Acute passive anti-glomerular basement membrane nephritis in P-selectin-deficient mice. Academic Article uri icon


  • P-selectin present on surfaces of activated endothelium and platelets mediates neutrophil-endothelial and neutrophilplatelet interactions. The role of P-selectin in vivo was examined in a model of acute passive anti-GBM nephritis in P-selectin-deficient and wild-type mice which was induced by intravenous injection of anti-GBM serum. There were two major differences between P-selectin-deficient and wild-type mice. Firstly, mutant mice had approximately two fold more glomerular PMNs and albuminuria than wild-type animals at the peak of neutrophil influx and proteinuria. Secondly, Lipoxin A4 (LXA4), an eicosanoid which inhibits leukocyte-endothelial adhesion in vitro, and is generated primarily by transcellular biosynthetic routes during P-selectin-mediated platelet-PMN interaction [1], was approximately 60% of wild type levels in nephritic kidneys of P-selectin-deficient mice.
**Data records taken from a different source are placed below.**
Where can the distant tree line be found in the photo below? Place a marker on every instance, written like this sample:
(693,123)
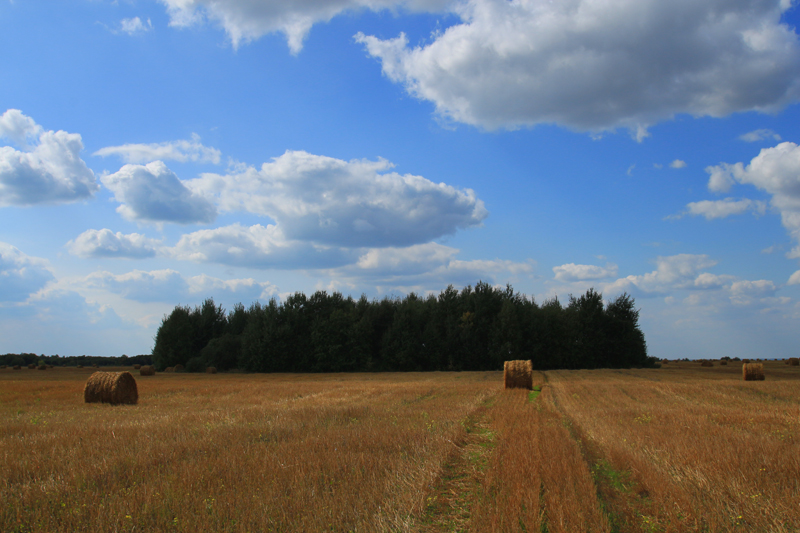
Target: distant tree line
(477,328)
(24,359)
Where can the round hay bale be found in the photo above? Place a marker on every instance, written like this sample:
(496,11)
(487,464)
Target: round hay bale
(753,372)
(518,374)
(111,387)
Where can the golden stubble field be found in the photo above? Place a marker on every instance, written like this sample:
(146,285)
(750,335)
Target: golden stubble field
(681,448)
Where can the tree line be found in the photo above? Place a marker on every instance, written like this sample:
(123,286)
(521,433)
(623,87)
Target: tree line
(477,328)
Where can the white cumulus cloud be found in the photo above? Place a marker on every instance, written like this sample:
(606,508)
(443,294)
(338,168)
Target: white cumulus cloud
(255,247)
(775,171)
(573,272)
(133,26)
(48,169)
(712,209)
(171,286)
(181,151)
(354,203)
(105,243)
(760,135)
(595,66)
(247,20)
(153,193)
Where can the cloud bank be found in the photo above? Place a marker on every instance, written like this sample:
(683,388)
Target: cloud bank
(355,203)
(595,66)
(48,169)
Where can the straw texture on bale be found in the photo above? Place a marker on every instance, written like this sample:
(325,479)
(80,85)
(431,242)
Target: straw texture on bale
(753,372)
(111,387)
(518,374)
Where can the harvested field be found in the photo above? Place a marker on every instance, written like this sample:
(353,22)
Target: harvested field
(682,448)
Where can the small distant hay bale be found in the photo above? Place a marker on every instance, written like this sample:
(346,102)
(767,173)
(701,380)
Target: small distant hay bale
(753,372)
(111,387)
(518,374)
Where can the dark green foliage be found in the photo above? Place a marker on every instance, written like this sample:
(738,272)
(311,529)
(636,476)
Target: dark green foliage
(472,329)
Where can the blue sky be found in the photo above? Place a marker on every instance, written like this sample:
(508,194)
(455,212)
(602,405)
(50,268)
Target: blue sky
(159,153)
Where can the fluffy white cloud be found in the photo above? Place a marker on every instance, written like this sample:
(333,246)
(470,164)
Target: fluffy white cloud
(759,135)
(573,272)
(182,151)
(256,247)
(594,66)
(171,286)
(422,268)
(153,193)
(48,170)
(106,243)
(672,272)
(712,209)
(775,171)
(247,20)
(134,25)
(345,203)
(20,275)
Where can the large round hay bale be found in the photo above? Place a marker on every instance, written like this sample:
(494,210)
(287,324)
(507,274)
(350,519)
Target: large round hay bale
(518,374)
(111,387)
(753,372)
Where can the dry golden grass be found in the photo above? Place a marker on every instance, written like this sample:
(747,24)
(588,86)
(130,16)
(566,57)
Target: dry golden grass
(682,448)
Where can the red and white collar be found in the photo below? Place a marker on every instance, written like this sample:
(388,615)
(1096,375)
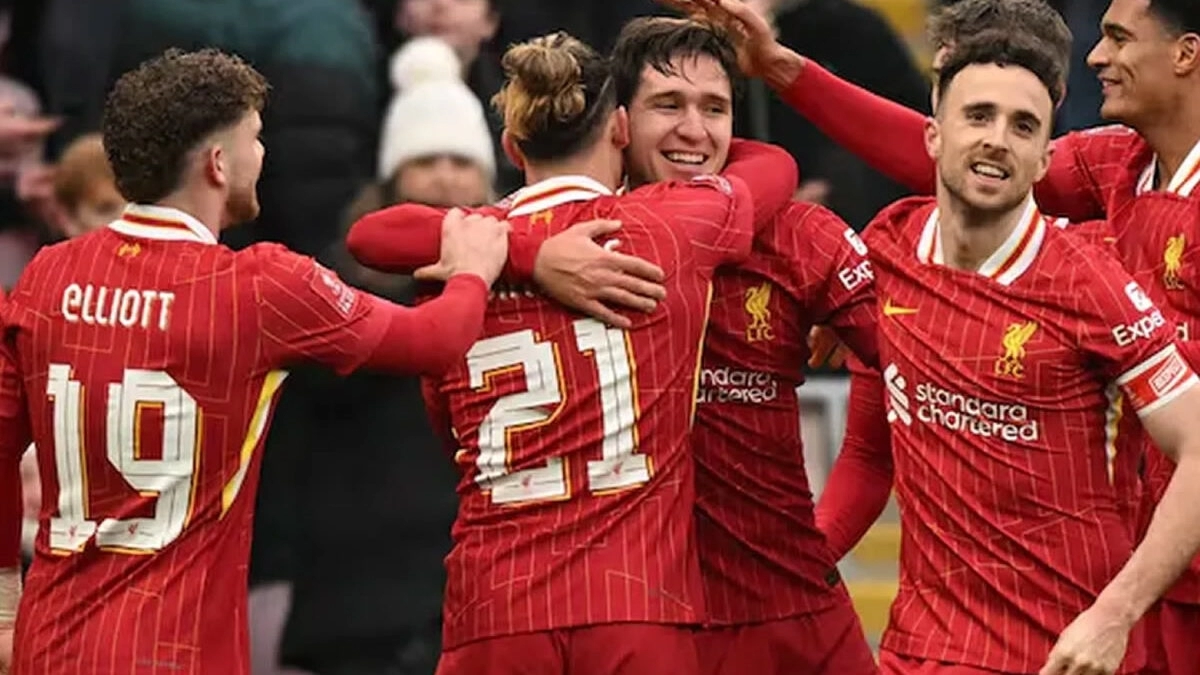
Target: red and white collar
(553,192)
(1006,263)
(165,223)
(1185,180)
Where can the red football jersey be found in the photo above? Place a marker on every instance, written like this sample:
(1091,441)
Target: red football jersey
(1085,169)
(1156,226)
(577,485)
(1003,402)
(13,443)
(761,554)
(151,358)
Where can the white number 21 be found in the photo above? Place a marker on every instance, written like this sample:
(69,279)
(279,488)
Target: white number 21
(168,479)
(619,465)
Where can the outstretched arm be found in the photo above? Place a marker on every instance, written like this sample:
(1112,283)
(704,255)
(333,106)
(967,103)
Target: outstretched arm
(570,266)
(855,118)
(861,481)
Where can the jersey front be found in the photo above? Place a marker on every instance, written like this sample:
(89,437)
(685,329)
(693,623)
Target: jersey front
(573,436)
(1156,223)
(761,554)
(1006,389)
(151,358)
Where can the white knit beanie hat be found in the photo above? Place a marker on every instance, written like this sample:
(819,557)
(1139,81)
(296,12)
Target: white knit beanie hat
(433,111)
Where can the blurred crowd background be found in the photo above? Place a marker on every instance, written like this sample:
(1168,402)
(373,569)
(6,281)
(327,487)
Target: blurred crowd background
(376,102)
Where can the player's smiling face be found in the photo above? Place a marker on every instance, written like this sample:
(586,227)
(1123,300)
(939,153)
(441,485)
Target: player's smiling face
(681,124)
(990,137)
(1135,60)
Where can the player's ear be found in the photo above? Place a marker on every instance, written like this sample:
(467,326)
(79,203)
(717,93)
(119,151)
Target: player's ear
(216,165)
(511,150)
(1187,53)
(933,137)
(618,127)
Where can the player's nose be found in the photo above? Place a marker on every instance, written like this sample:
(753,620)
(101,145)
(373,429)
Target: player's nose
(691,125)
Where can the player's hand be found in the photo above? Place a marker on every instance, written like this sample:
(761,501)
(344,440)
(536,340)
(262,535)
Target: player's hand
(749,24)
(587,276)
(826,348)
(471,244)
(1093,644)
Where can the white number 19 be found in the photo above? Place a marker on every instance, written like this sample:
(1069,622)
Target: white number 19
(169,478)
(619,465)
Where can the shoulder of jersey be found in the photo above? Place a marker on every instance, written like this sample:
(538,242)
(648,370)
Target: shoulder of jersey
(903,214)
(1108,130)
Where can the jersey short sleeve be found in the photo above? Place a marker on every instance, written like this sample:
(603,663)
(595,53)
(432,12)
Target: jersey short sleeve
(307,312)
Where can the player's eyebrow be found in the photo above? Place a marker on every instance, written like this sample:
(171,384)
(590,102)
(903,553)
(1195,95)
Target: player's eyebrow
(985,107)
(1115,30)
(1029,117)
Injection of wild-type platelets into P-selectin-null mice restored LXA4 to wild-type levels. The corresponding PMN influx approximated PMN levels in wild-type mice receiving platelets but urine albuminuria remained higher. Although these two P-selectin-dependent events cannot be directly linked, our results point to the importance of considering both platelet and endothelial P-selectin in determining the cellular events in inflammation.